BANGKAHEADLINEKAMTIBMAS

Nelayan Minta Pemerintah Permudah Izin Pulomas

×

Nelayan Minta Pemerintah Permudah Izin Pulomas

Sebarkan artikel ini
Curhat sejumlah nelayan di salah satu Warkop di Sungailiat, Senin (26/8). Foto: Romlan

BANGKA – Sejumlah nelayan di Sungailiat meminta pemerintah tidak mempersulit perizinan PT Pulomas Sentosa yang telah banyak membantu mengeruk alur muara Jelitik atau muara Air Kantung di Kelurahan Jelitik, Kecamatan Sungailiat.

Permintaan itu datang dari Ichwan, salah satu nelayan bubu di Sungailiat, Senin (26/8) kemarin. Pria yang sudah puluhan tahun melakoni pekerjaan sebagai nelayan itu menyatakan, selama ini hanya PT Pulomas yang rela berkorban waktu dan biaya untuk melakukan pengerukan alur muara Jelitik.
[irp]
“Ya, kalau bisa izinnya PT Pulomas itu dibantu dipermudah, jangan dipersulit. Karena yang kami tahu cuma pulomas yang sudah melakukan pengerukan di alur muara Jelitik itu. Infonya Pulomas itu ngeruk pakai biaya sendiri,” ungkapnya.

Syahrul, tokoh nelayan setempat juga mengamini harapan Ichwan itu. Menurutnya, pemerintah sudah menunjuk PT Pulomas untuk melakukan pekerjaan pengerukan alur muara Jelitik, maka sudah seharusnya perizinan PT Pulomas dipermudah prosesnya.
[irp]
“PT Pulomas itu sudah banyak berkorban demi membantu kami masyarakat nelayan. Alhamdulillah, sekarang perahu nelayan sudah lancar lewat di alur muara Jelitik,” kata pria yang akrab disapa Mang Golek itu.
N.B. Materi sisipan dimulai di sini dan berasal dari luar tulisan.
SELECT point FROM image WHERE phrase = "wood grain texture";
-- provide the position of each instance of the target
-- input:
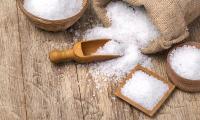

Mang Golek menuturkan, sejak ditunjuk oleh Penjabat Gubernur pada bulan April lalu, sampai sekarang PT Pulomas sudah berupaya membantu mengeruk alur muara Jelitik menggunakan alat berat jenis Excavator, sehingga perahu nelayan bisa leluasa melewati alur muara tersebut.
[irp]
“Mulai bulan April lah. Dulu Pj Gubernur sama Forkopimda yang suruh PT Pulomas kerja keruk alur muara demi membantu nelayan. Alhamdulillah, sekarang alur muara sudah terbuka. Memang belum maksimal, karena kerjanya cuma pakai PC. Kalau ada izinnya, kan PT Pulomas bisa sedot pasir di muara itu pakai kapal, bisa langsung isi ke Tongkang. Jadi tidak menumpuk lagi pasirnya di pinggir muara itu,” jelasnya.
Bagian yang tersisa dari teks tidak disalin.